1. Freshly prepare a gold solution from an ampoule of gold chloride crystals by adding 1 mL of a 1% aqueous gold chloride solution to 79 mL of distilled water.
2. Prepare the reducing mixture with 4 mL of 1% trisodium citrate dihydrate, 2 mL of 1% tannic acid, 2 mL of 25 mM potassium carbonate and distilled water to make 20 mL.
3. Warm the solutions to 60°C and quickly add the reducing mixture to the gold solution while stirring. The temperature is critical at this stage. Evidence of sol formation is the red color of the mixture.

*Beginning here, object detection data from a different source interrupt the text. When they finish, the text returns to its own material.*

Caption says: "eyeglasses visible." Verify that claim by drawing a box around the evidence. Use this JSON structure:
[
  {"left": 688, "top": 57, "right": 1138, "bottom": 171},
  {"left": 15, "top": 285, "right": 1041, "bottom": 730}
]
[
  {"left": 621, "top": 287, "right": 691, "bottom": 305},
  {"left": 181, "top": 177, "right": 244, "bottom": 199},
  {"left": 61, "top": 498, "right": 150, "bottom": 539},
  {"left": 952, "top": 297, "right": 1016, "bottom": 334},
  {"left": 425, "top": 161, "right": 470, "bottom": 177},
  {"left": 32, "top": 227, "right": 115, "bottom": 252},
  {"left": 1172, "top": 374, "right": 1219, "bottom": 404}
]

4. After the sol has formed, heat the mixture to boiling, and then cool. According to Slot and Geuze (4), the quantities stated here should produce 4 nm (±11.7%) particles. For 6 nm (±7.3%) particles, add 0.5 mL of potassium carbonate to the sodium citrate. The potassium carbonate counteracts the pH effect of the tannic acid. At less than 0.5 mL, the tannic acid has no effect on the pH and may be omitted. Therefore, for 8.2nm (±6.9%) particles, add 0.125 mL of tannic acid to the sodium citrate, and for 11.5 nm (±6.3%) particles, add 0.03 mL
of tannic acid. The sol forms within seconds if a high amount of tannic acid has been added or will take up to 60 min if the tannic acid has been omitted. A calibration curve can be constructed to enable a rapid identification of the amounts of reducing agent required to produce a given gold particle size. The electron micrograph in Fig. 1 shows a Formvar grid preparation of 14-nm gold particles routinely prepared in the author's laboratory using the method of Slot and Geuze (5).

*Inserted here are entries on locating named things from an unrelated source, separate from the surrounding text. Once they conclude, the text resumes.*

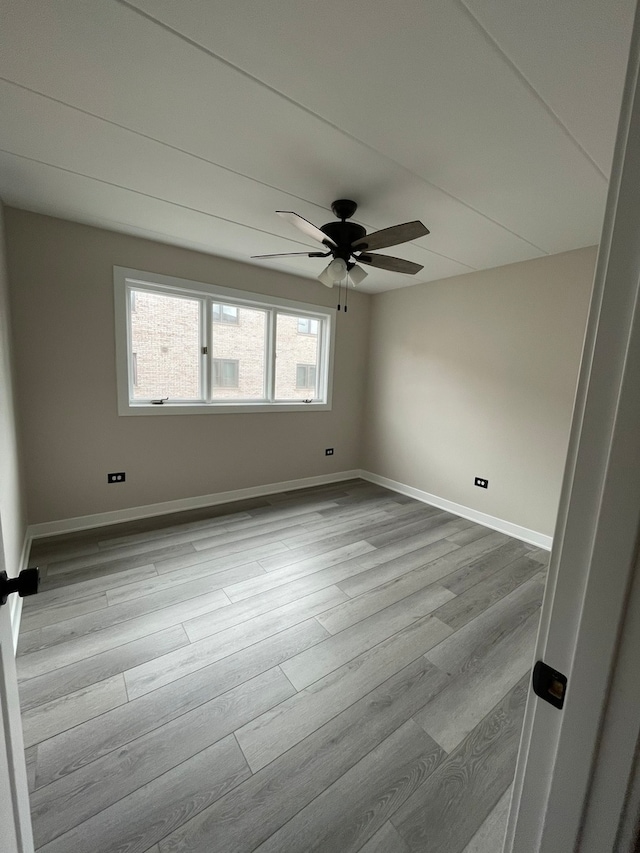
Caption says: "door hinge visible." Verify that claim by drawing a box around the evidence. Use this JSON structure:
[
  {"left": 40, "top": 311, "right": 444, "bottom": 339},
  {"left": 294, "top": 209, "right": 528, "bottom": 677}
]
[{"left": 531, "top": 660, "right": 567, "bottom": 709}]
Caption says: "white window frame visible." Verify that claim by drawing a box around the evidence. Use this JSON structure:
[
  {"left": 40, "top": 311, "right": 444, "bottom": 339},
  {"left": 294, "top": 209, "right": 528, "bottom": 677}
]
[{"left": 113, "top": 266, "right": 336, "bottom": 416}]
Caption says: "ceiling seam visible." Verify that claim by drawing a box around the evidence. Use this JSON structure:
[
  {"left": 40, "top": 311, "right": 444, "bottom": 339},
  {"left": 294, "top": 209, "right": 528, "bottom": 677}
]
[
  {"left": 457, "top": 0, "right": 609, "bottom": 184},
  {"left": 0, "top": 75, "right": 476, "bottom": 270},
  {"left": 0, "top": 148, "right": 477, "bottom": 272},
  {"left": 115, "top": 0, "right": 548, "bottom": 255}
]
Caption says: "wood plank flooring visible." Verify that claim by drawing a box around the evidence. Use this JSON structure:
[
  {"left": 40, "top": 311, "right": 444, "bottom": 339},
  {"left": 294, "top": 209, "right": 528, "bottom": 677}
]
[{"left": 17, "top": 480, "right": 547, "bottom": 853}]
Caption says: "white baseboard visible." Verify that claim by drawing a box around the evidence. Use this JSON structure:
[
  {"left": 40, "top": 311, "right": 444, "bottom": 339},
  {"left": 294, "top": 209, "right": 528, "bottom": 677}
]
[
  {"left": 28, "top": 470, "right": 360, "bottom": 540},
  {"left": 359, "top": 471, "right": 553, "bottom": 551},
  {"left": 9, "top": 529, "right": 31, "bottom": 654}
]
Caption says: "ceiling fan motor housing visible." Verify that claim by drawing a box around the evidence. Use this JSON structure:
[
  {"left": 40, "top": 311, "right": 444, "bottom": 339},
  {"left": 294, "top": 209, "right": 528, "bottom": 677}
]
[{"left": 320, "top": 222, "right": 367, "bottom": 261}]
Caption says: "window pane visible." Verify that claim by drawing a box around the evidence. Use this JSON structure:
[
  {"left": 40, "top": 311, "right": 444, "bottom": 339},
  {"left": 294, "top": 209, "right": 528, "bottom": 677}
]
[
  {"left": 211, "top": 303, "right": 267, "bottom": 400},
  {"left": 213, "top": 302, "right": 238, "bottom": 323},
  {"left": 129, "top": 290, "right": 201, "bottom": 400},
  {"left": 211, "top": 358, "right": 239, "bottom": 388},
  {"left": 275, "top": 313, "right": 320, "bottom": 400}
]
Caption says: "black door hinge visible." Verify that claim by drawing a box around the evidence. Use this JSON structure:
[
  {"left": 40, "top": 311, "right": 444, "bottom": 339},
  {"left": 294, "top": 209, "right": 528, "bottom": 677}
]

5. Dry a small aliquot of the gold onto a Formvar/carbon-coated 400-mesh copper grid.
6. Wash away any salts in the preparation by floating the grid, specimen-side down, on distilled water.

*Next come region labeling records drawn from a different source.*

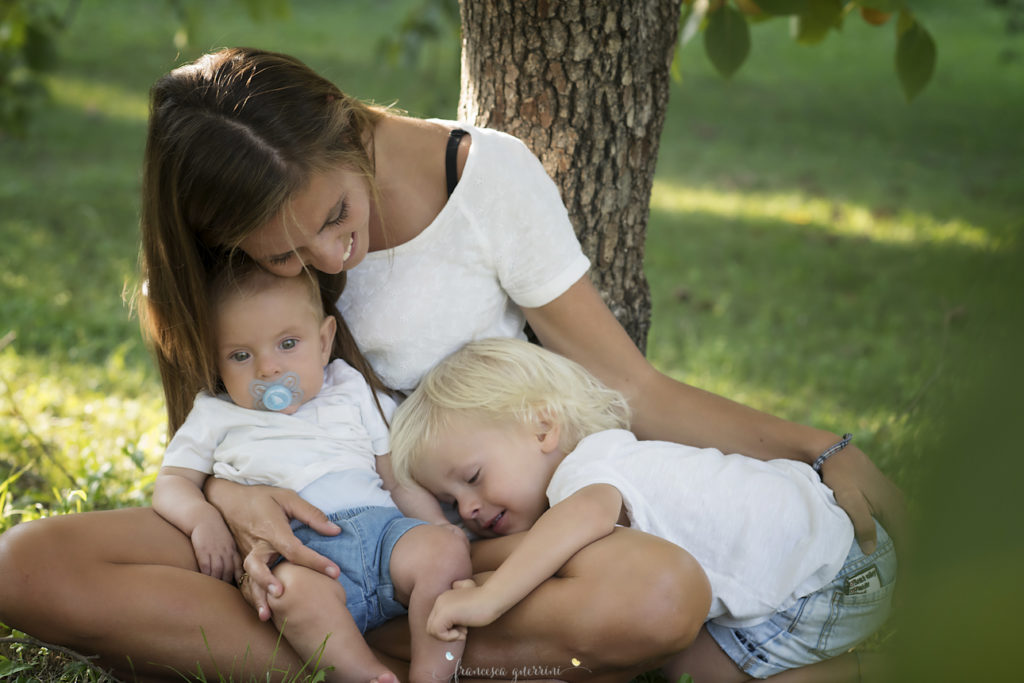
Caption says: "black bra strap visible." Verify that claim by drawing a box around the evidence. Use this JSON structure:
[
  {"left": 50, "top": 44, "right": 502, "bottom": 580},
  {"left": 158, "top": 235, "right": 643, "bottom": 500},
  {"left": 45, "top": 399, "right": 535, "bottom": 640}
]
[{"left": 444, "top": 128, "right": 466, "bottom": 197}]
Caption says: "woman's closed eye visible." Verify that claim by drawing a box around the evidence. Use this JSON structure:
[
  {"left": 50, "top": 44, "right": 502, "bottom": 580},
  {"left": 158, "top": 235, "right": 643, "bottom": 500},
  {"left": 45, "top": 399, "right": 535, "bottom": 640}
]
[{"left": 321, "top": 202, "right": 348, "bottom": 232}]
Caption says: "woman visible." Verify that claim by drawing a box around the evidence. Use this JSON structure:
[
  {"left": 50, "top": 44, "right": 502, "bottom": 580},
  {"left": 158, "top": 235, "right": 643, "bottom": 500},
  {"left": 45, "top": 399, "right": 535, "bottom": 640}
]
[{"left": 0, "top": 49, "right": 901, "bottom": 680}]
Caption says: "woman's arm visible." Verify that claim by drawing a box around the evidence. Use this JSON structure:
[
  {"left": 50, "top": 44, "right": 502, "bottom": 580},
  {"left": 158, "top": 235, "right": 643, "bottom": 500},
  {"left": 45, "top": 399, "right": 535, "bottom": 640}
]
[
  {"left": 427, "top": 483, "right": 623, "bottom": 640},
  {"left": 377, "top": 455, "right": 450, "bottom": 524},
  {"left": 204, "top": 477, "right": 341, "bottom": 621},
  {"left": 524, "top": 276, "right": 905, "bottom": 552}
]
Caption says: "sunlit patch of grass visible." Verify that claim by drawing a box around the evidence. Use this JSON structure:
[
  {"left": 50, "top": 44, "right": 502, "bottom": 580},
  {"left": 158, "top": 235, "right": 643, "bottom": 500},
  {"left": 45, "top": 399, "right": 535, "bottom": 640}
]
[
  {"left": 0, "top": 347, "right": 166, "bottom": 528},
  {"left": 49, "top": 75, "right": 150, "bottom": 123},
  {"left": 651, "top": 180, "right": 1008, "bottom": 251}
]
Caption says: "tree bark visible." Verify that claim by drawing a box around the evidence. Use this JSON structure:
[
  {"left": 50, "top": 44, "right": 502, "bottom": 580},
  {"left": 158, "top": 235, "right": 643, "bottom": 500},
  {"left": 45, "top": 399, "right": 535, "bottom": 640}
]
[{"left": 459, "top": 0, "right": 680, "bottom": 350}]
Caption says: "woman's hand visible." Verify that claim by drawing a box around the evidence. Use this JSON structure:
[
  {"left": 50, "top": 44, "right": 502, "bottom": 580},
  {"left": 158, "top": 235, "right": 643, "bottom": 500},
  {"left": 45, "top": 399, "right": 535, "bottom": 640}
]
[
  {"left": 821, "top": 443, "right": 908, "bottom": 555},
  {"left": 206, "top": 477, "right": 341, "bottom": 622}
]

7. View the grid at 125,000x under the transmission electron microscope. Electron micrographs should be taken and scanned into either a monochrome or full-color image analyser for morphometric analysis. It is also possible to attach the image analysis system directly to the electron microscope and so eliminate the intermediary time-consuming photographic stage. Even the simplest of image analysis programs available nowadays will be able to give a rapid evaluation of the gold particle size, shape, distribution, and the level of aggregation. In a good preparation, at least 80-85% of gold particles should be unclustered singlets. If the size distribution is unacceptably high, the preparation can be purified by centrifugation over a continuous sucrose or glycerol density gradient (5).